Résumé de la décision
Mme A B a contesté devant le tribunal administratif de Nîmes le placement en assistance éducative de ses trois enfants, demandant également l'engagement de la responsabilité de l'État. Par une ordonnance du 26 janvier 2024, le tribunal a rejeté sa demande, considérant qu'il n'était pas compétent pour connaître de cette affaire. Mme B a alors interjeté appel de cette ordonnance devant la cour administrative d'appel. Par une décision rendue le 21 mars 2024, la cour a confirmé le rejet de la requête de Mme B, considérant que le litige relevait de la compétence de la juridiction judiciaire et non de la juridiction administrative.
Arguments pertinents
1. Incompétence de la juridiction administrative : La cour a souligné que le placement en assistance éducative relève de la compétence exclusive de la juridiction judiciaire. Elle a affirmé que "c'est à la seule juridiction judiciaire de connaître du litige par lequel la requérante conteste le placement de ses enfants".
2. Rejet de la demande : La cour a validé le rejet de la demande par le tribunal administratif, en indiquant que "c'est à bon droit que le tribunal administratif de Nîmes a rejeté la demande de Mme B comme portée devant une juridiction incompétente pour en connaître".
3. Application de l'article R. 222-1 : La cour a appliqué le dernier alinéa de l'article R. 222-1 du code de justice administrative, qui permet de rejeter les requêtes manifestement dépourvues de fondement, confirmant ainsi le rejet de la requête de Mme B.

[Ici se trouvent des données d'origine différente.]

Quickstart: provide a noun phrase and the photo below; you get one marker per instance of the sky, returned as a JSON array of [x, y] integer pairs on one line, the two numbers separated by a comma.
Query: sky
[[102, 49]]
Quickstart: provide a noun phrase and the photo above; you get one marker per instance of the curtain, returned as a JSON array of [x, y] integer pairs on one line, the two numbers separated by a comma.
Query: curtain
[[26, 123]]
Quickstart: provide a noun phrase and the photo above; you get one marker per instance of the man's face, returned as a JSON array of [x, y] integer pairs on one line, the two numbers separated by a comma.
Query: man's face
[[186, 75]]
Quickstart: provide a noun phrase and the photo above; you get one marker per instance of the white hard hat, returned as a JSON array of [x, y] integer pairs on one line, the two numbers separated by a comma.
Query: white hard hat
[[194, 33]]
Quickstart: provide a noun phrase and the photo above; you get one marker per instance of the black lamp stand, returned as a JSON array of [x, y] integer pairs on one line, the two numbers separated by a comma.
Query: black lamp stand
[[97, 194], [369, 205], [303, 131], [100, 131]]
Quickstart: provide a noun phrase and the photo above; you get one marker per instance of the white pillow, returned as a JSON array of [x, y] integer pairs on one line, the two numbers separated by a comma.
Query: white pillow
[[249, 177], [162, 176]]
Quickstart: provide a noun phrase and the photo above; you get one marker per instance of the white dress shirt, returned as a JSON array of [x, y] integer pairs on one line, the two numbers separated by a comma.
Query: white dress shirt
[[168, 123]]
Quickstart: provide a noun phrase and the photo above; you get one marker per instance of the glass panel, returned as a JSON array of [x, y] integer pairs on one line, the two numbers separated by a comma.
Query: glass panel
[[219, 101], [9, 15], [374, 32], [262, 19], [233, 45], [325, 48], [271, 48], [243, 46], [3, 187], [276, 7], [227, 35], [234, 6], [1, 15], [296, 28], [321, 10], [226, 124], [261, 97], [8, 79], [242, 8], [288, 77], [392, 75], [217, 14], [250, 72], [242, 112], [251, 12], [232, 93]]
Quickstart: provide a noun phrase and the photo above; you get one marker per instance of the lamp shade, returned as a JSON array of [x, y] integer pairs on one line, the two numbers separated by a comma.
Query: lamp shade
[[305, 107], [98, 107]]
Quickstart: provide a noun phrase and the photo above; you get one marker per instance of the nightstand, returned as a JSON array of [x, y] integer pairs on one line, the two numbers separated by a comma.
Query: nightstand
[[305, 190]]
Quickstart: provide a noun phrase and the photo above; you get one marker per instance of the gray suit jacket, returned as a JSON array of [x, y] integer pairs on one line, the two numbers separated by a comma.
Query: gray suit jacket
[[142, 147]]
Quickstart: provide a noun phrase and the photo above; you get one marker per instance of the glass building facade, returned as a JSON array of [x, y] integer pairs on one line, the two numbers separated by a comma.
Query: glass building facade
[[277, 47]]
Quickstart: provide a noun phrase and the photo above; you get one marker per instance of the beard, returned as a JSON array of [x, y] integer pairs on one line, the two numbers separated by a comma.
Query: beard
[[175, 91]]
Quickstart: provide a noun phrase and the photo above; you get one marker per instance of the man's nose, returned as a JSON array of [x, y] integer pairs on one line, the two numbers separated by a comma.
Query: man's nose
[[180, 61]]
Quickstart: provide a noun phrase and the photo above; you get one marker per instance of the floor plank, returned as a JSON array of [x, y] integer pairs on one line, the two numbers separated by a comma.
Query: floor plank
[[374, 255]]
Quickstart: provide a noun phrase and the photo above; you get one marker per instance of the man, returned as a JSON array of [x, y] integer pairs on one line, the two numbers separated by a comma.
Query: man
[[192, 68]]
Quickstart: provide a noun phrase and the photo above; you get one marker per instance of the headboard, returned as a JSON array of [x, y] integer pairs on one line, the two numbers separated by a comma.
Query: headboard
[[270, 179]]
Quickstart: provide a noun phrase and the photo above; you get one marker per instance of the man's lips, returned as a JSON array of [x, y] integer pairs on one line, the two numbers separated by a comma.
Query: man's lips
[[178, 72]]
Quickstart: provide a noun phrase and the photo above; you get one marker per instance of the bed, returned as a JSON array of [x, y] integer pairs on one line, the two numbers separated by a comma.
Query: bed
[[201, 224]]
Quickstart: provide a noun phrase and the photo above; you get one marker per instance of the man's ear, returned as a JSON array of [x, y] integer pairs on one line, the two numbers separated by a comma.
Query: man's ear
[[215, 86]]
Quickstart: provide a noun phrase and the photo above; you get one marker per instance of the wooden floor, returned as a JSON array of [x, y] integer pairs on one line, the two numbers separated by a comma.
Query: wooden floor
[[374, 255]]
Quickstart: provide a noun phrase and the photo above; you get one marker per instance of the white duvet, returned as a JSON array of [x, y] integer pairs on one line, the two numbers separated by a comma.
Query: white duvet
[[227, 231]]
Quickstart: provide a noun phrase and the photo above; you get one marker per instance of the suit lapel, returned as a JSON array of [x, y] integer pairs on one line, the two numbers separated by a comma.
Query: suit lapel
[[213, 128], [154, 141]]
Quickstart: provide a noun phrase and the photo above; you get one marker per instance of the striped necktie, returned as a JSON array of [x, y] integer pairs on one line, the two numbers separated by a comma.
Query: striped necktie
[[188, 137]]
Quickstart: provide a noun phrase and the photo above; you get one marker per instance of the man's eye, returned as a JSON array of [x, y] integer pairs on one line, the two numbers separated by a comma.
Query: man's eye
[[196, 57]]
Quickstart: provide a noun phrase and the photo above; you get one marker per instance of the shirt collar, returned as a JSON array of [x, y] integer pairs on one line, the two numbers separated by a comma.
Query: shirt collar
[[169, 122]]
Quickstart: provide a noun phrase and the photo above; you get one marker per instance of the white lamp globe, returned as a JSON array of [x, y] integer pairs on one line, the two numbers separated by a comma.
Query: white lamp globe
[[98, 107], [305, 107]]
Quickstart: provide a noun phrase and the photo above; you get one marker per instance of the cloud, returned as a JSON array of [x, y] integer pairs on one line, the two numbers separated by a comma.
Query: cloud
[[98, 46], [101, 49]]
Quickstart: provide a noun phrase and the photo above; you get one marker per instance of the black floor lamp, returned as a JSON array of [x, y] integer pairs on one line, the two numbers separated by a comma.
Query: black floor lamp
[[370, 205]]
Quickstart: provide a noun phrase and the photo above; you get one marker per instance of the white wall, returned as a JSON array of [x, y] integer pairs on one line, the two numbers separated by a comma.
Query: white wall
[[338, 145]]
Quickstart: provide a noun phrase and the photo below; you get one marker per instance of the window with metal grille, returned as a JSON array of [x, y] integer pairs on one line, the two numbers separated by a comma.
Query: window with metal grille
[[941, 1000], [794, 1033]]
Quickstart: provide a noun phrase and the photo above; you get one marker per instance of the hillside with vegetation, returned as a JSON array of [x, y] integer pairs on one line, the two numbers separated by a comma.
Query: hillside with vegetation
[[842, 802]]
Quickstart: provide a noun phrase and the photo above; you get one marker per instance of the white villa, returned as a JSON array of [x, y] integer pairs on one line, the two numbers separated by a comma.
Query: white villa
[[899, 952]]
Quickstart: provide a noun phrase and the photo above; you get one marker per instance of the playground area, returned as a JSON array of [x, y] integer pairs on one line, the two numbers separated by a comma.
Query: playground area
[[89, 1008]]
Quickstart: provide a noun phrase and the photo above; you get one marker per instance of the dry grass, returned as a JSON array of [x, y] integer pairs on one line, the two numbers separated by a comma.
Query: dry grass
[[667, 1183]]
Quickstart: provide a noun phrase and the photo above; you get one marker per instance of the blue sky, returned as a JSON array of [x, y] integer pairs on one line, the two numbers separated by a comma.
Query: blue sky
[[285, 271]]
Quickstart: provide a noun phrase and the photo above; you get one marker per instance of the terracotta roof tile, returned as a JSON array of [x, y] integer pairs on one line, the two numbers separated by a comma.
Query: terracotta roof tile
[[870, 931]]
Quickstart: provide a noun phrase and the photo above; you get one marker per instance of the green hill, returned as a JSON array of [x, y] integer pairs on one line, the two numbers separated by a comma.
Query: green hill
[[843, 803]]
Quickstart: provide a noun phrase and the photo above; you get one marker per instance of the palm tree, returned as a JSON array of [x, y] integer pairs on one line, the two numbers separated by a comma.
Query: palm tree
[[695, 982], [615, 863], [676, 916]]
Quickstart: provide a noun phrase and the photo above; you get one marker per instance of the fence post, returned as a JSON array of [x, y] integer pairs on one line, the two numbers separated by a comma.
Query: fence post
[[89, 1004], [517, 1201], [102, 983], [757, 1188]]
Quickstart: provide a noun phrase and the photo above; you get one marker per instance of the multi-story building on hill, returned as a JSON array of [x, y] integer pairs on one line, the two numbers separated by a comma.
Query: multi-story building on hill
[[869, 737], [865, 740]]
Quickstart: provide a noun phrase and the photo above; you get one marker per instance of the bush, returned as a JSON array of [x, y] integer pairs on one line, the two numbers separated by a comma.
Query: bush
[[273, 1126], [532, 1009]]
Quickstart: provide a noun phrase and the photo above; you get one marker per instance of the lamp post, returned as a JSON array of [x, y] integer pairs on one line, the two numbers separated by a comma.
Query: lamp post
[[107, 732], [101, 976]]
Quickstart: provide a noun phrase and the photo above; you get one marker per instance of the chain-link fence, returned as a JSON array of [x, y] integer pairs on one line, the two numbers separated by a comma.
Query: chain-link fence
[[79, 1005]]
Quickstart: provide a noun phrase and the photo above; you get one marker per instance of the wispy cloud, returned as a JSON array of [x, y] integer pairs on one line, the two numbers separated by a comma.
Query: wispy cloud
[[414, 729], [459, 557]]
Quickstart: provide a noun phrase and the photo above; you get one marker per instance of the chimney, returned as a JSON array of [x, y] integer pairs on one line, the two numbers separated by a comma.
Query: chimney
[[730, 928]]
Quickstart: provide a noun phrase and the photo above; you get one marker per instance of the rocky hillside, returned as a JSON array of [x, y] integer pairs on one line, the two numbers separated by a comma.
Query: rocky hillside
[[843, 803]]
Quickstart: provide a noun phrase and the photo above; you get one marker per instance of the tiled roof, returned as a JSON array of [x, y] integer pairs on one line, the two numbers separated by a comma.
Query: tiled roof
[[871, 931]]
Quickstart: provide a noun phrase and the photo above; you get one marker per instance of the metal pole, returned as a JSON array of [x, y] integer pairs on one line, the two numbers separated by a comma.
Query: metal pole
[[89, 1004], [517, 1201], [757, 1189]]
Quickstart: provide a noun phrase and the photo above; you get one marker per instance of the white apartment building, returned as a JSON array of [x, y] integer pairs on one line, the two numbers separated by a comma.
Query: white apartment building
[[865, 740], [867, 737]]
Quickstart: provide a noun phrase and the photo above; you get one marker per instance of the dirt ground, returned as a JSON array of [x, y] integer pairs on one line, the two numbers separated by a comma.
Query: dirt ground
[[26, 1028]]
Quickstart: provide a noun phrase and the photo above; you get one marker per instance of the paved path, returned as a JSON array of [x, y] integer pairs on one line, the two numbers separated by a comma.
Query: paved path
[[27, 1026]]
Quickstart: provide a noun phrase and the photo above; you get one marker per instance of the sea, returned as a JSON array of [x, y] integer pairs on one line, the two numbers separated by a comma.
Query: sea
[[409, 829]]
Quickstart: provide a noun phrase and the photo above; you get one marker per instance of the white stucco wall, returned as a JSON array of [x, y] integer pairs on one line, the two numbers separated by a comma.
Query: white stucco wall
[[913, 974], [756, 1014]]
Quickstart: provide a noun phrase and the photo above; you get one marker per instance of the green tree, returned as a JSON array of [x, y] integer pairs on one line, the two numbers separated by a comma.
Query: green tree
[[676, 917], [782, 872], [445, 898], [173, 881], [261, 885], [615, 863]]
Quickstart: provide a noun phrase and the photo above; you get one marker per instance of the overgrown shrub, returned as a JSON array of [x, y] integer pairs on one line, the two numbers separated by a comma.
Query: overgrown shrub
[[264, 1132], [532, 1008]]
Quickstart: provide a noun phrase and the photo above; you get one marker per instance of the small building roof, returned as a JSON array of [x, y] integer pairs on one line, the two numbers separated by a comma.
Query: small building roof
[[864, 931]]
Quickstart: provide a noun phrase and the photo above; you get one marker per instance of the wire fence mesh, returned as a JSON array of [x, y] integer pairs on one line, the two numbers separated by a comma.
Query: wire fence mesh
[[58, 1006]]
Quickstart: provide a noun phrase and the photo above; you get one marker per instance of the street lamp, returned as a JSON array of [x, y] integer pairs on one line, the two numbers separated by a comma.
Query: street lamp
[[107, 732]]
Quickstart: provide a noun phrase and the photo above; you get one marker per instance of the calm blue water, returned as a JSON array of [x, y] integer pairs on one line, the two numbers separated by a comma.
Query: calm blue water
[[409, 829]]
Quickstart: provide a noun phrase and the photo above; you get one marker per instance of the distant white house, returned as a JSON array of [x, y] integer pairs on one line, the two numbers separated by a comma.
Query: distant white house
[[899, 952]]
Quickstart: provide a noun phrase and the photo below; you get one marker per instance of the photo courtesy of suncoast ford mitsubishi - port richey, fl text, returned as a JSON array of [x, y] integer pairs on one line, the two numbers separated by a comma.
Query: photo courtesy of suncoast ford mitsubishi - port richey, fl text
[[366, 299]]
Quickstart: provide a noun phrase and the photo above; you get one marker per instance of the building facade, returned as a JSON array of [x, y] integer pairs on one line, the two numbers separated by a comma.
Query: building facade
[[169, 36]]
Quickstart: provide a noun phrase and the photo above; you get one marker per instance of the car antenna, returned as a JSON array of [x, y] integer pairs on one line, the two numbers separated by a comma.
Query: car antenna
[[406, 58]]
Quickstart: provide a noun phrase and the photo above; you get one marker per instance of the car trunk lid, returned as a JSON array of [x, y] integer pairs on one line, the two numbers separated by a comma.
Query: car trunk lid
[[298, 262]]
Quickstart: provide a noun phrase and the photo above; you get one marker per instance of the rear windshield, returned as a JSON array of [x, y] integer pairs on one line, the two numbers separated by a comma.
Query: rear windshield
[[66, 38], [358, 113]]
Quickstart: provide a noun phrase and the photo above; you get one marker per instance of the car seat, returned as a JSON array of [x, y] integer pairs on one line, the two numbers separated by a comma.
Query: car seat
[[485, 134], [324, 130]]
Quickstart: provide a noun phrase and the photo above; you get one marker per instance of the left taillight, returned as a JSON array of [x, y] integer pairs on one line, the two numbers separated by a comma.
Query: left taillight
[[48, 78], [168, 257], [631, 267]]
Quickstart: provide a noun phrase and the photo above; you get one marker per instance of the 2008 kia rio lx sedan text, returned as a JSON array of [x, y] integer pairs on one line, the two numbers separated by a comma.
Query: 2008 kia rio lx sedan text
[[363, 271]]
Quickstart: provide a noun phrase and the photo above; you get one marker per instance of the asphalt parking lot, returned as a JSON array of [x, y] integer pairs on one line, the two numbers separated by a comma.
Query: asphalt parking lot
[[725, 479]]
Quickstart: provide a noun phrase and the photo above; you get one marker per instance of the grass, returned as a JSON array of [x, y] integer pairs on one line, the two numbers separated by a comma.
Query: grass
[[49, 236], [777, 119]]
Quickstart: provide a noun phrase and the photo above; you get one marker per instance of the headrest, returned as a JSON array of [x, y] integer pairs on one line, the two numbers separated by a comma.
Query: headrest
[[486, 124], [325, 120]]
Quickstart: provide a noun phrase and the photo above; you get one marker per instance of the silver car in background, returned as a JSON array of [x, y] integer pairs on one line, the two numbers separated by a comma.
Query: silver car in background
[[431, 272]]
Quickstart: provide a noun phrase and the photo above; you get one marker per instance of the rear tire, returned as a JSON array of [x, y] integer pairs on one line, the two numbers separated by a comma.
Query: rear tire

Interprétations et citations légales
1. Compétence des juridictions : La décision met en lumière la distinction entre les compétences des juridictions administratives et judiciaires. Le placement d'enfants en assistance éducative est une question qui relève du droit de la famille et de la protection de l'enfance, donc du domaine judiciaire. Cela est clairement établi dans la décision : "Il n'appartient pas à la juridiction administrative mais à la seule juridiction judiciaire de connaître du litige".
2. Article R. 222-1 du code de justice administrative : Cet article stipule que les présidents des cours administratives d'appel peuvent rejeter les requêtes ne relevant manifestement pas de la compétence de la juridiction administrative. La cour a appliqué ce principe en déclarant que la requête de Mme B était "manifestement dépourvue de fondement", ce qui justifie le rejet de sa demande.
3. Confirmation de la décision de première instance : La cour a conclu que Mme B n'était pas fondée à soutenir que le tribunal administratif avait commis une erreur, en affirmant que "sa requête doit, ainsi, être rejetée en application du dernier alinéa de l'article R. 222-1 du code de justice administrative".
En somme, la décision de la cour administrative d'appel de Toulouse confirme le rejet de la demande de Mme B, en raison de l'incompétence de la juridiction administrative pour traiter des questions relatives à l'assistance éducative, et souligne l'importance de la compétence judiciaire dans ce domaine.